9. Focus on a network of bike lanes:
DH: "I actually did research on this when I lived in San Francisco. Of course, San Francisco is very similar to Boston in the sense that it's not a grid, and we had similar challenges. And I think one thing that Pete will probably mention is building infrastructure that separates the bicycles from the motor vehicles. A lot of research has shown that if you can actually separate it, which is what they do in European countries, that you can reduce the fatalities and the injuries dramatically. So, that's definitely something that I think Boston should focus on and I think focusing on an actual network rather than going street by street is what would be important."
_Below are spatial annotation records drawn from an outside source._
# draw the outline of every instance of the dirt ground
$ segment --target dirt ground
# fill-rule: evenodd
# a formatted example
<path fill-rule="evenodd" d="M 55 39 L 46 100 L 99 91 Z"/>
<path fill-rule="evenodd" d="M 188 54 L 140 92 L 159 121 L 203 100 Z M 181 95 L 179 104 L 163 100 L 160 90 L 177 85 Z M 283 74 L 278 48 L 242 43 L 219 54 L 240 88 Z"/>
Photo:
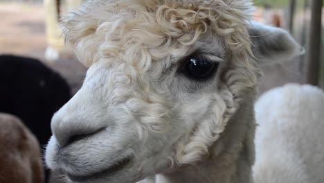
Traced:
<path fill-rule="evenodd" d="M 87 69 L 73 55 L 62 55 L 53 62 L 44 59 L 47 45 L 44 11 L 42 5 L 0 3 L 0 54 L 11 53 L 39 58 L 60 72 L 68 80 L 73 93 L 78 91 Z M 259 86 L 260 93 L 287 82 L 301 82 L 303 76 L 298 71 L 298 64 L 296 58 L 285 64 L 262 67 L 264 77 Z M 52 183 L 59 182 L 57 179 L 55 180 Z"/>

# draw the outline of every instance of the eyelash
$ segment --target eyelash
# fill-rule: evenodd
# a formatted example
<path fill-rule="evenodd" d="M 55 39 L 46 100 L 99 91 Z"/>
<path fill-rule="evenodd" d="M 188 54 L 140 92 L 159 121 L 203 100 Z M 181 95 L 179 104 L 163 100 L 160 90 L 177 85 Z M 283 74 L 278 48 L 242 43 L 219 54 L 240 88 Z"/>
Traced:
<path fill-rule="evenodd" d="M 215 60 L 212 60 L 210 58 L 215 58 Z M 216 74 L 221 60 L 214 55 L 194 53 L 181 61 L 178 72 L 191 80 L 206 81 Z"/>

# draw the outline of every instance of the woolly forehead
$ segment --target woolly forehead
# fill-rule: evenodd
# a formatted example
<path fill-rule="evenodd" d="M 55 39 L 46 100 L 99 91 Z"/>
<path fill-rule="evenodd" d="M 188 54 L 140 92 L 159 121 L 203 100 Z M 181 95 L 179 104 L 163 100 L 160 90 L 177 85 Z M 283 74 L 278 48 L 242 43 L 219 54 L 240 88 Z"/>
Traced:
<path fill-rule="evenodd" d="M 86 66 L 113 58 L 133 65 L 186 54 L 220 37 L 236 53 L 251 53 L 246 0 L 89 1 L 63 19 L 66 42 Z M 149 63 L 147 64 L 147 63 Z"/>

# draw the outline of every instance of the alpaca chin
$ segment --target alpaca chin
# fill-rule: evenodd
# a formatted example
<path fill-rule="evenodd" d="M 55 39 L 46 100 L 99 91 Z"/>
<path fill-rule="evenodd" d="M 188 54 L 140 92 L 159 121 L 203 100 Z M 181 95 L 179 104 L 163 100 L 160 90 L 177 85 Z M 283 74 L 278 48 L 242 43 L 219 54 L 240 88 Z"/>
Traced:
<path fill-rule="evenodd" d="M 252 182 L 256 56 L 299 46 L 248 25 L 250 8 L 98 0 L 64 18 L 66 42 L 89 69 L 53 117 L 50 167 L 74 182 Z"/>

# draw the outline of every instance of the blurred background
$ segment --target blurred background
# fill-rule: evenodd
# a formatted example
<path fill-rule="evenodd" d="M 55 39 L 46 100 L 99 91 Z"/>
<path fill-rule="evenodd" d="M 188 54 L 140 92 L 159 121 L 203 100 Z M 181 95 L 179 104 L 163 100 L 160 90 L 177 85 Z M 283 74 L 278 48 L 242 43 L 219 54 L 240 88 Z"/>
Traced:
<path fill-rule="evenodd" d="M 39 59 L 59 73 L 73 95 L 87 68 L 69 48 L 59 27 L 60 17 L 77 8 L 82 0 L 0 0 L 0 55 Z M 324 24 L 321 0 L 255 0 L 255 21 L 281 27 L 304 46 L 306 54 L 291 60 L 263 65 L 259 94 L 287 82 L 324 87 Z M 282 62 L 285 61 L 285 62 Z M 51 182 L 59 182 L 54 178 Z"/>
<path fill-rule="evenodd" d="M 72 87 L 72 92 L 75 93 L 84 76 L 86 69 L 77 62 L 72 52 L 64 47 L 57 12 L 64 15 L 76 8 L 82 1 L 0 0 L 0 53 L 39 58 L 67 79 Z M 324 58 L 319 53 L 323 47 L 314 45 L 316 43 L 310 44 L 311 0 L 255 0 L 254 2 L 255 21 L 287 30 L 304 46 L 307 53 L 283 64 L 278 62 L 280 63 L 264 66 L 264 77 L 260 82 L 260 93 L 286 82 L 309 82 L 307 81 L 309 75 L 316 75 L 316 82 L 314 84 L 323 87 Z M 324 22 L 323 19 L 316 21 L 317 24 L 321 24 L 321 21 L 322 24 Z M 321 41 L 322 45 L 324 37 L 321 34 L 323 31 L 320 33 L 312 35 Z M 320 54 L 319 62 L 312 59 L 312 62 L 317 63 L 315 67 L 312 64 L 312 68 L 307 68 L 311 62 L 309 55 L 314 55 L 314 51 Z"/>

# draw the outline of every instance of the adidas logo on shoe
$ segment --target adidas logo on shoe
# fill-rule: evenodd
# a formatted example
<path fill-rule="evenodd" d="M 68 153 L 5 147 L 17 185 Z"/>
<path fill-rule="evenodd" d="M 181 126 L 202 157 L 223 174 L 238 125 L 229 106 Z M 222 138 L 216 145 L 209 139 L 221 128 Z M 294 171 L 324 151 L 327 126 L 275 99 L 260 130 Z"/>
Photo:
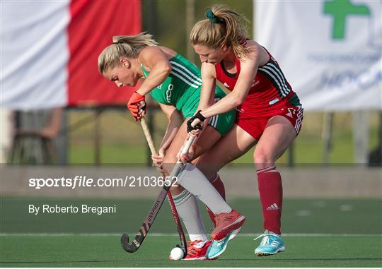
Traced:
<path fill-rule="evenodd" d="M 280 208 L 277 206 L 276 203 L 270 205 L 267 208 L 267 210 L 279 210 Z"/>

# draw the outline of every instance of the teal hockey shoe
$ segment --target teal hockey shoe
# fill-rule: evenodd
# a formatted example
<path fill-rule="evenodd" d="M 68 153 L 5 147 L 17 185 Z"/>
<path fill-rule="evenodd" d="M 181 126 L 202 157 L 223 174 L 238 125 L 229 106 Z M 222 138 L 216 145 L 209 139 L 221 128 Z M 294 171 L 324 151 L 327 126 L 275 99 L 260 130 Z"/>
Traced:
<path fill-rule="evenodd" d="M 260 246 L 255 249 L 255 254 L 257 256 L 272 255 L 285 250 L 285 246 L 284 246 L 281 235 L 265 231 L 263 234 L 260 235 L 253 240 L 261 237 L 262 237 L 262 240 L 261 240 Z"/>

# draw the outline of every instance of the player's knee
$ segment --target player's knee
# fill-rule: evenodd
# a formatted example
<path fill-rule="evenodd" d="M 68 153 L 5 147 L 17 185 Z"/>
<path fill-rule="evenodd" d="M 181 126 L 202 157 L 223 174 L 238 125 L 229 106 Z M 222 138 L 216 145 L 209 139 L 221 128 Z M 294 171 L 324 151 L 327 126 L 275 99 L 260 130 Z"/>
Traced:
<path fill-rule="evenodd" d="M 175 163 L 176 162 L 176 156 L 170 154 L 166 154 L 163 158 L 163 168 L 165 173 L 168 175 L 173 170 Z"/>
<path fill-rule="evenodd" d="M 255 150 L 253 160 L 256 167 L 267 167 L 274 164 L 272 155 L 264 150 Z"/>

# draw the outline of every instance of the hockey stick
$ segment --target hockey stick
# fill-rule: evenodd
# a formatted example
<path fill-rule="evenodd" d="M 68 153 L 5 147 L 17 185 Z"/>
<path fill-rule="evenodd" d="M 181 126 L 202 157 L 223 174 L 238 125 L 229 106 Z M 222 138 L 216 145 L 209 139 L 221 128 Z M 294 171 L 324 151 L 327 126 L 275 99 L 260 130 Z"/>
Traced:
<path fill-rule="evenodd" d="M 188 150 L 190 147 L 191 146 L 191 144 L 192 143 L 192 141 L 194 141 L 193 136 L 189 136 L 187 141 L 186 144 L 182 149 L 181 154 L 186 154 L 188 152 Z M 130 243 L 129 241 L 129 235 L 127 234 L 123 234 L 121 237 L 121 245 L 126 251 L 129 253 L 133 253 L 137 251 L 137 250 L 141 246 L 141 244 L 144 241 L 144 239 L 146 238 L 146 236 L 147 235 L 147 233 L 150 230 L 150 228 L 151 227 L 151 225 L 154 223 L 154 221 L 155 220 L 155 218 L 156 217 L 156 215 L 159 213 L 159 210 L 163 204 L 164 200 L 166 198 L 166 196 L 167 193 L 168 193 L 168 190 L 170 189 L 170 186 L 173 183 L 173 179 L 176 178 L 176 176 L 182 169 L 182 162 L 180 161 L 176 162 L 175 164 L 174 167 L 173 168 L 173 170 L 171 171 L 171 173 L 170 174 L 169 177 L 168 178 L 170 180 L 170 184 L 164 184 L 163 187 L 162 188 L 162 190 L 159 193 L 158 197 L 156 198 L 156 201 L 154 203 L 153 206 L 151 207 L 151 209 L 149 212 L 149 214 L 146 217 L 146 219 L 144 221 L 144 223 L 142 224 L 142 226 L 139 229 L 139 231 L 138 232 L 137 236 L 133 239 L 133 241 Z"/>
<path fill-rule="evenodd" d="M 141 125 L 142 126 L 146 140 L 147 141 L 147 143 L 149 144 L 149 148 L 150 148 L 150 151 L 151 152 L 151 154 L 156 154 L 157 151 L 155 148 L 153 138 L 151 136 L 151 134 L 150 133 L 150 130 L 149 129 L 149 126 L 147 126 L 147 122 L 146 121 L 145 118 L 142 118 L 141 119 Z M 164 180 L 166 178 L 166 174 L 163 172 L 161 172 L 161 175 L 163 177 Z M 183 258 L 185 258 L 185 256 L 187 256 L 187 240 L 185 236 L 185 232 L 183 231 L 183 227 L 182 226 L 182 222 L 180 222 L 180 219 L 179 218 L 179 215 L 178 214 L 178 211 L 174 203 L 173 196 L 170 191 L 167 193 L 167 198 L 168 200 L 168 203 L 170 204 L 170 208 L 173 213 L 173 217 L 174 218 L 176 227 L 178 229 L 178 233 L 179 234 L 179 238 L 180 239 L 180 243 L 182 245 L 182 246 L 179 246 L 179 244 L 177 244 L 176 246 L 178 246 L 178 248 L 181 248 L 183 250 Z"/>

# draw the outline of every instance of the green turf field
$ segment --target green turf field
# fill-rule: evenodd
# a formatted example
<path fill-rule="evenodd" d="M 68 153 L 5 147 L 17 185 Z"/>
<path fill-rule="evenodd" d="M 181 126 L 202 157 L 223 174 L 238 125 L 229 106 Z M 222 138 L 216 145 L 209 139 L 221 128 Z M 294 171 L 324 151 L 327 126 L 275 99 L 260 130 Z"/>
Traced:
<path fill-rule="evenodd" d="M 260 243 L 253 239 L 262 231 L 260 201 L 233 199 L 229 203 L 248 217 L 242 234 L 217 261 L 187 262 L 168 259 L 179 241 L 167 203 L 141 247 L 128 253 L 120 247 L 120 235 L 124 232 L 135 235 L 152 199 L 1 197 L 1 267 L 382 266 L 381 199 L 285 199 L 282 222 L 286 251 L 261 258 L 253 253 Z M 27 212 L 30 203 L 115 204 L 117 213 L 33 215 Z"/>
<path fill-rule="evenodd" d="M 149 237 L 134 253 L 118 235 L 2 236 L 2 267 L 381 267 L 381 237 L 284 238 L 286 251 L 256 257 L 253 237 L 239 236 L 216 261 L 170 261 L 175 236 Z"/>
10. Build neighborhood green ways:
Rob Sadowsky: "There’s no number one magic bullet — it’s combining things and putting things together things in a combined network. It’s important not just to have those nice, safe streets on the arterial boulevard that Pete was talking about, but it’s also important to have neighborhood streets where you can get from your house and to your school, or from your house to that arterial street or two from your house to a trail, so you can get through to that. We have 319 miles of bike ways, a little more than was reported earlier... More than 60 of those are neighborhood green ways where they are neighborhood streets designed for 20 miles an hour, but easy for bikes to ride side by side with priorities. You can still get to drive on them if you’re driving in a car, but you can’t go many blocks because you’ll end up being diverted. It’s really made for local traffic. Combine that with our great 'Sunday Parkways' — our open streets. Five times a year, we close 13 miles of neighborhood streets to cars, for people walking and biking and strolling and dogs, and then throw into that... our 'Safe Routes to School,' program which is in 80 of our schools, where we’re teaching kids bike safety first in the classroom, then on the blacktop, then, finally, on the street."
- "The Boston Bike Network Plan proposes a seamless network of on and off-street routes linking destinations from one end of Boston to the other."
- "As local transportation officials and engineers work to improve safety for Boston’s cyclists, they’re starting to realize that the things we think make Boston bad for bikes...are exactly the factors that made the Dutch bicycle revolution possible half a century ago."
- "In recent weeks, a new traffic signal has appeared on Cambridge’s Western Avenue, between Massachusetts Avenue and Memorial Drive, to accompany the new separated cycle track recently finished in a round of construction."
This article was originally published on August 04, 2014.
This segment aired on August 4, 2014.